The Islamist group is often regarded as the most extreme of the Palestinian armed resistance organisations, notorious for suicide attacks against Israeli targets, both civilian and military. But in his manner at least, Azzam turns out to be the image of bookish moderation, as he reflects on the failure of the Palestinian armed factions to agree a new ceasefire - or hudna. "We want to minimise the suffering of our people, avoid internal Palestinian conflict and demonstrate that we are not an obstacle to achieving a settlement." But, referring to the breakdown of last summer's two-month unilateral Palestinian ceasefire after repeated Israeli killings of activists, he adds: "Israel violated and abandoned it. This time we asked whether there were any guarantees on offer from the other side and were told no. So it was very difficult to expect us to agree a hudna for free. We know the balance of power is not in our favour, but we will not allow that to force us to surrender."
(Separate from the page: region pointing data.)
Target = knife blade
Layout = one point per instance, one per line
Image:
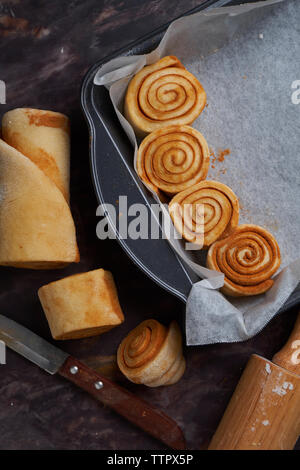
(53, 360)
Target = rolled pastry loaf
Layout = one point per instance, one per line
(163, 94)
(44, 137)
(36, 226)
(152, 354)
(248, 258)
(173, 158)
(205, 212)
(81, 305)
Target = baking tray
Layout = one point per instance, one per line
(113, 174)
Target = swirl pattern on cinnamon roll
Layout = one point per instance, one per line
(248, 258)
(205, 212)
(163, 94)
(173, 158)
(151, 354)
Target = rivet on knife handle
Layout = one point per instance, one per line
(135, 410)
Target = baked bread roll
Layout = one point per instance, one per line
(152, 354)
(36, 226)
(44, 137)
(248, 258)
(173, 158)
(205, 212)
(163, 94)
(81, 305)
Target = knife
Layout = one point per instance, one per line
(53, 360)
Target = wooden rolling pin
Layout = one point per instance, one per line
(264, 411)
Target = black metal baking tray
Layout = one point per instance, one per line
(113, 174)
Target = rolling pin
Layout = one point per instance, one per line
(264, 411)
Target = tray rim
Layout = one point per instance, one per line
(154, 35)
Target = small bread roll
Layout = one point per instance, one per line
(152, 354)
(248, 258)
(163, 94)
(44, 137)
(173, 158)
(36, 226)
(81, 305)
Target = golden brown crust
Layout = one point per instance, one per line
(81, 305)
(151, 354)
(42, 136)
(36, 226)
(163, 94)
(249, 257)
(173, 158)
(205, 212)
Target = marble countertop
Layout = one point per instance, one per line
(44, 53)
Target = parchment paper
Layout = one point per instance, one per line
(247, 58)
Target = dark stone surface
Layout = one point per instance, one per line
(45, 50)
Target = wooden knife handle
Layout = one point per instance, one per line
(289, 356)
(132, 408)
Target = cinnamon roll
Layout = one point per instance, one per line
(163, 94)
(173, 158)
(43, 137)
(205, 212)
(249, 257)
(152, 354)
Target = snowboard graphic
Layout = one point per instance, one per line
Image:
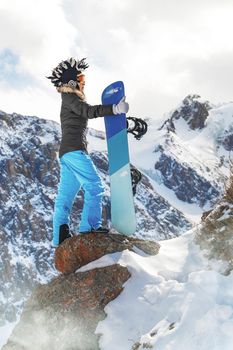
(122, 205)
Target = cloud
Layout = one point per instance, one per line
(161, 49)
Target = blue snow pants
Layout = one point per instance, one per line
(78, 171)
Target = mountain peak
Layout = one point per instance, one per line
(193, 110)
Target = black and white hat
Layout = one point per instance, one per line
(67, 71)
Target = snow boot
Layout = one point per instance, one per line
(64, 233)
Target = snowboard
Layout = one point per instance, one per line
(122, 204)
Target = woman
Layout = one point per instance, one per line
(76, 167)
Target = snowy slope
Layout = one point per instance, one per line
(187, 157)
(174, 300)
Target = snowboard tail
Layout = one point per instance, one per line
(122, 205)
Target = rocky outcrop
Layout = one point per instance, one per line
(192, 110)
(64, 313)
(93, 246)
(193, 188)
(28, 185)
(215, 233)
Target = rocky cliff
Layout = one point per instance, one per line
(64, 313)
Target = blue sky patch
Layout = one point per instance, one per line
(9, 72)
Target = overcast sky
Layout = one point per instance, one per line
(161, 49)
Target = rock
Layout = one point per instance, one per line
(84, 248)
(64, 313)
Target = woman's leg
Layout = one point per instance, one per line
(67, 190)
(81, 165)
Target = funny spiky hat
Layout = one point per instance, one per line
(67, 71)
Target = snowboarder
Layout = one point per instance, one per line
(76, 167)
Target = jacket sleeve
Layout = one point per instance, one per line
(89, 112)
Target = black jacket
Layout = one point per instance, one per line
(74, 117)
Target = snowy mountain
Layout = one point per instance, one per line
(185, 163)
(28, 185)
(188, 155)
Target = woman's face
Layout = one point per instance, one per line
(81, 82)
When challenged to justify attacks on civilians, Azzam seems almost apologetic, citing a string of Israeli massacres and killings of civilians - from the slaughter of the villagers of Deir Yassin in 1948 to the shooting of 12-year-old Muhammad Durrah in his father's arms at the beginning of the current al-Aqsa intifada in 2000. "We are never happy about the death of any innocent human being, regardless of their religion, but Israel initiated these killings. Palestinians were pushed into such operations in an effort to stop Israel killing our civilians. A year ago, Islamic Jihad proposed that both sides avoid civilian targets - and that was recently repeated by Hamas - but the Israelis have not responded positively."
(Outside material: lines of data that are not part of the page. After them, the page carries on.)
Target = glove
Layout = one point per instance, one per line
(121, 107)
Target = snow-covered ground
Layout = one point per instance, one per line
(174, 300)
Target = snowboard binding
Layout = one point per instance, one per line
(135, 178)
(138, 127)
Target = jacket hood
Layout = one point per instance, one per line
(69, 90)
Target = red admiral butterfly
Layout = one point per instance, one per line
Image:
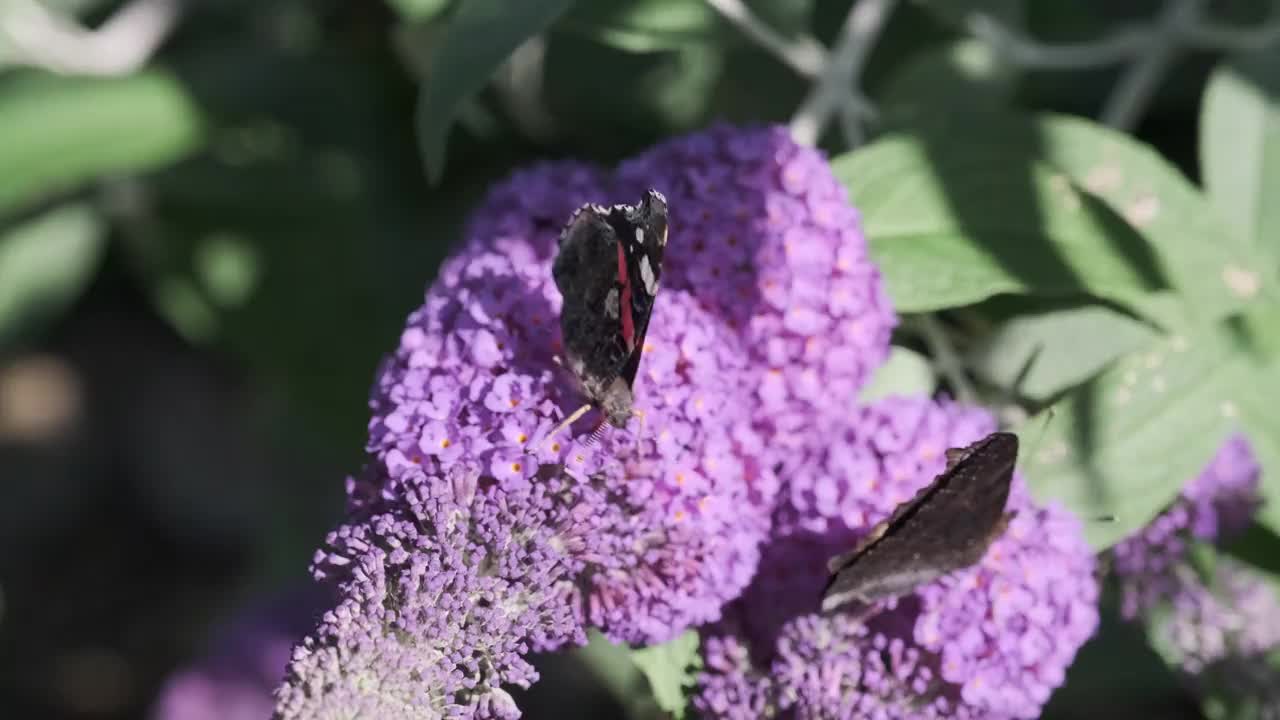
(607, 269)
(946, 527)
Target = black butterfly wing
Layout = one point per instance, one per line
(947, 525)
(608, 269)
(641, 233)
(585, 272)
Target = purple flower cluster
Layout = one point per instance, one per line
(474, 538)
(233, 680)
(1232, 615)
(1216, 504)
(991, 641)
(1216, 624)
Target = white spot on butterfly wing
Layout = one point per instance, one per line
(612, 305)
(650, 282)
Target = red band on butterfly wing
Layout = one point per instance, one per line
(629, 327)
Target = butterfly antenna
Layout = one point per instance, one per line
(597, 434)
(568, 422)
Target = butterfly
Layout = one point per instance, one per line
(946, 527)
(608, 269)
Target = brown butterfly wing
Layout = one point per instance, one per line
(946, 527)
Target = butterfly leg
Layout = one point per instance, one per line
(568, 422)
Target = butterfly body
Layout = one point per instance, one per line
(946, 527)
(608, 269)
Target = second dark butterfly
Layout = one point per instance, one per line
(946, 527)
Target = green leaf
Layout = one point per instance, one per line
(645, 26)
(1125, 443)
(670, 668)
(56, 132)
(419, 10)
(481, 35)
(955, 76)
(1196, 254)
(1258, 414)
(45, 264)
(650, 26)
(1056, 349)
(905, 372)
(951, 224)
(1239, 146)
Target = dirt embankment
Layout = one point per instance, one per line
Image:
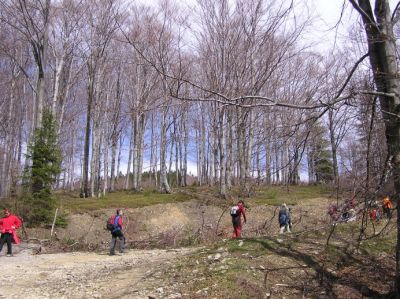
(137, 273)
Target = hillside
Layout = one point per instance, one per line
(183, 250)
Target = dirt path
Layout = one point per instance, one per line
(133, 274)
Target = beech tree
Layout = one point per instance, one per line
(379, 30)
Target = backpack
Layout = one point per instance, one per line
(283, 218)
(112, 226)
(235, 211)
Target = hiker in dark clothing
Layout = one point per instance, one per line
(284, 219)
(236, 213)
(117, 233)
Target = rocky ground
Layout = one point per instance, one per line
(132, 274)
(77, 264)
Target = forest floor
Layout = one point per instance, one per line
(184, 250)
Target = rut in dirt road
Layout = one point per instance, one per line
(88, 275)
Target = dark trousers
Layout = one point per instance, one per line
(6, 237)
(117, 234)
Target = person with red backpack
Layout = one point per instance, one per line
(8, 226)
(236, 212)
(116, 232)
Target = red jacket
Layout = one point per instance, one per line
(119, 220)
(241, 209)
(9, 224)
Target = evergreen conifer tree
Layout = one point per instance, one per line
(45, 157)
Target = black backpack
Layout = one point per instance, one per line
(235, 211)
(110, 224)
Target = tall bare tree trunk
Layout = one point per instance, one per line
(383, 58)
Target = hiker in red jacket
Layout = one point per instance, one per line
(236, 213)
(8, 226)
(116, 232)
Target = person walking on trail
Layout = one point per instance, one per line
(8, 226)
(387, 206)
(236, 212)
(284, 219)
(116, 232)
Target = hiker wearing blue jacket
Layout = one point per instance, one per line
(116, 232)
(284, 219)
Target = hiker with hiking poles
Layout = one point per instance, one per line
(236, 212)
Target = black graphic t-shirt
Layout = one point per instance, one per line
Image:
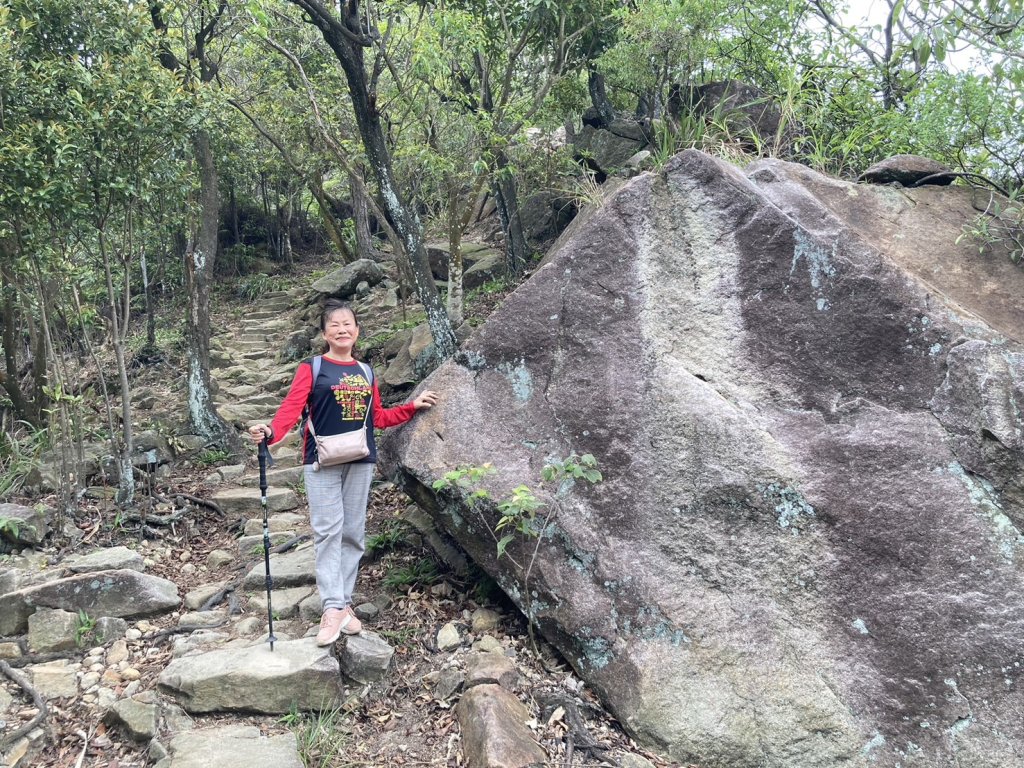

After dark, we go in search of Abd al-Aziz Rantissi, political leader and co-founder of Hamas, the largest Islamist resistance group and the only force among the Palestinians to offer a serious challenge to the leadership of Yasser Arafat and his nationalist Fatah movement. That is especially true in the Gaza Strip, where its support is rooted in a network of social welfare and educational institutions among the poorest of a destitute population. Since Israel launched an abortive assassination attempt against him in June last year, Rantissi, a 56-year-old paediatrician, has gone underground, never moving around outside in daylight. Arrangements are made by word of mouth in the shadows of Gaza's bomb-cratered buildings, to avoid Israeli electronic surveillance. We are told to wait at an office block for further instructions. Suddenly, Rantissi himself appears with two armed bodyguards, joking about his chances of survival if he had agreed to appear on a live satellite TV talk show that night.
Please read both parts.
While Rantisi makes some reasonable-sounding noises in the first part, he is still being totally unrealistic. Israel is not going to be driven into the sea and any talk of negotiating a withdrawal of the IDF from the territories as a "temporary" solution is simply ludicrous.
Even if only one is formally organized into a state, there are two nations west of the Jordan River. This is a concrete reality. Neither is going away. To hear Palestinian militant leaders talk as Rantisi and Azzam do in the first part, ignoring this reality, is discouraging.
In part two, the interview with Arafat reveals that he is holding some strong cards and that he is aware that Sharon is doing what he can to avoid making concessions:
(T)he US and Israel are determined to avoid new Palestinian presidential elections - because they know Arafat would win. In any case, as Arafat points out, Abu Mazen failed as Palestinian prime minister "because the Israelis didn't give him anything - no release of prisoners, nothing on the building of the wall, no lifting of the siege of the president".
Overall, the situation is not very encouraging.